Diamonds are traditionally thought of as being super-sparkly and technically transparent, with the facets cut in them by master jewelers transforming light into a glittering, dazzling display.
You may also be aware of the existence of diamonds of different colors, which can be beautiful on their own or even more impactful when combined with other precious gems.
But what about the elusive, seemingly impossible black diamond? This mysterious stone sounds like a contradiction in terms, but is actually a gorgeous and personality-packed alternative to white diamonds.
Here is a deeper dive into the secrets of the black diamond, so you can expand your horizons on your next jewelry buying spree.
All about the inclusions
Surprisingly enough, black diamonds are found in nature, so while they can be made in a lab, the highest quality and most expensive examples available for decorative purposes will be mined in much the same way as other precious minerals.
The thing which makes them look black is the prevalence of graphite inclusions. Almost all gemstones have inclusions; those little flaws which can be seen if you look closely that were left there as the mineral deposit was formed. But while in most cases these are undesirable, they are entirely necessary to give black diamonds their signature look.
The trapped graphite within black diamond stud earrings and all other jewelry made with this gem gathers together to create the dark tone that is so desirable to certain customers.

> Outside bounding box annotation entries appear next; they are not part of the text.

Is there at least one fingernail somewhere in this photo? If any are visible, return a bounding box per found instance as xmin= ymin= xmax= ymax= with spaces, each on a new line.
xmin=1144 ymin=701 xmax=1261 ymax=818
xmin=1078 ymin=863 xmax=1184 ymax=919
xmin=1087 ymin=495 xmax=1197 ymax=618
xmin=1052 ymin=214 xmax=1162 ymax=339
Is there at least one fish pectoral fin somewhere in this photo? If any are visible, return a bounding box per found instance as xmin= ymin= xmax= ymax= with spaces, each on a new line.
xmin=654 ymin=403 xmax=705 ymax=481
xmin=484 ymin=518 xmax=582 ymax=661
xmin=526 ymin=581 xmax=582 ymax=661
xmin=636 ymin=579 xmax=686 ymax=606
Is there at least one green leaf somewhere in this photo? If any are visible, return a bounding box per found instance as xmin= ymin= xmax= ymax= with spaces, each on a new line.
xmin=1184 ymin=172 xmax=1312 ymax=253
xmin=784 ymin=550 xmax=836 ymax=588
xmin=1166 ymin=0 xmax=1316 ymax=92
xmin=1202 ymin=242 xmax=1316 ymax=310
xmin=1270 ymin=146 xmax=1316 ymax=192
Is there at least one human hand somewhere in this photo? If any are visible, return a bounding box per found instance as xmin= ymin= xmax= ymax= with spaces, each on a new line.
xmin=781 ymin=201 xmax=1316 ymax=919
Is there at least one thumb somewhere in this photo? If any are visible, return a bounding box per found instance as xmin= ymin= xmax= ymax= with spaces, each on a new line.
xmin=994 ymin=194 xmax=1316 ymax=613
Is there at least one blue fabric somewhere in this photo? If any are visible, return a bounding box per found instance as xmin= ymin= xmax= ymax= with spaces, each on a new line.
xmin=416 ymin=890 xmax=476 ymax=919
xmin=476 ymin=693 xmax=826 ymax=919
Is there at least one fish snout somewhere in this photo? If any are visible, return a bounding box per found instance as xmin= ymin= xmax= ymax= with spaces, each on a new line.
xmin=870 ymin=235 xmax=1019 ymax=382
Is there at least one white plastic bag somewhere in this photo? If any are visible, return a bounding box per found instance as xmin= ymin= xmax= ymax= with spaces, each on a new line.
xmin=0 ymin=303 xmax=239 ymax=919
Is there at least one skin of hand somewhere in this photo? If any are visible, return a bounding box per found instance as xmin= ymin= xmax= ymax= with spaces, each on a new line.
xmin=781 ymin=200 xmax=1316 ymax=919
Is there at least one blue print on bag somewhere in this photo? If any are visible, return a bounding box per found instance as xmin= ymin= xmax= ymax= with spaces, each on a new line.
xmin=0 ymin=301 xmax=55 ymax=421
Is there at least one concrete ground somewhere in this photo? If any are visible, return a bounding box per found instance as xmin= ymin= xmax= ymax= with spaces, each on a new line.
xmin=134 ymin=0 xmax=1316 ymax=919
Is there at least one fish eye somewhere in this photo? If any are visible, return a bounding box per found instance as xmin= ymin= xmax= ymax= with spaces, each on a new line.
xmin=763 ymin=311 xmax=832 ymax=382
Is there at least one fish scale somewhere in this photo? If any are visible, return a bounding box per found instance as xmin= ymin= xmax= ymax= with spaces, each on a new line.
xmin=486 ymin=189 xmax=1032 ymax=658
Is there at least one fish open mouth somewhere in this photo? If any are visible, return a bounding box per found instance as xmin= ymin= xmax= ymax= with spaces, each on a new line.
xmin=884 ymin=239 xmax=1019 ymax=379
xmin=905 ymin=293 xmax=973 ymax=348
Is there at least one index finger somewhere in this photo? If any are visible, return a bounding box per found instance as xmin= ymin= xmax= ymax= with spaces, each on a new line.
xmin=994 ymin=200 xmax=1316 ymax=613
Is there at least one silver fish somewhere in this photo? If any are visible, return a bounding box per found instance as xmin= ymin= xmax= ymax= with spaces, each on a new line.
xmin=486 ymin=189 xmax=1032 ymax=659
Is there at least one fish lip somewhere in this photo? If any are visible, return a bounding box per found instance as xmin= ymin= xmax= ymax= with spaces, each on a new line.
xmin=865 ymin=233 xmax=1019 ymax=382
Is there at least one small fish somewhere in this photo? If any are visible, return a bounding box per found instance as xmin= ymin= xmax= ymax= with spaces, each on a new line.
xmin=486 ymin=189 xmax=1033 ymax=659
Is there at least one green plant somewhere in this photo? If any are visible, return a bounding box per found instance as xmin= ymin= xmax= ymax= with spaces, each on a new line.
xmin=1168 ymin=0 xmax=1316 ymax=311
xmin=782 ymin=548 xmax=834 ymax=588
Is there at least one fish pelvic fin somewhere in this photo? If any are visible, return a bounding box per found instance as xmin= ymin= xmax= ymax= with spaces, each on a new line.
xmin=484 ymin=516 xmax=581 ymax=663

Naturally occurring diamonds that are packed with enough inclusions to appear inky-black as soon as they are pulled from the ground are relatively rare, and thus the most valuable example of this type of precious stone.
In order to meet demand, and also make black diamonds more affordable as an option, leading jewelers will take advantage of treatment techniques to transform white diamonds into black equivalents.
This might sound like trickery, but it is entirely standard practice in the industry; so long as this treatment is disclosed to customers, it is all above-board.
In fact, treating diamonds to turn them black through irradiation and other methods is actually a means of minimizing waste, because the only white diamonds which are subjected to this are those that have too many natural inclusions to make them saleable on their own, but not enough to be truly black without a little bit of help.
Aesthetic appeal & versatility
The humble black diamond has exploded in popularity in recent years, as a new generation of customers has arisen, seeking out alternatives to established jewelry styles and trends that are still easy on the eye.
From engagement rings to necklaces and beyond, black diamonds have an edgier aesthetic to them, and still give you that much needed bling and shimmer when the light catches them.
Because they are fundamentally identical to white diamonds, they can also be cut in whatever shape suits the tastes of the buyer; from round and pear-shaped stones to hearts, cushion-cuts and everything in between, it is easy to see why black diamond jewelry is gaining traction at the moment.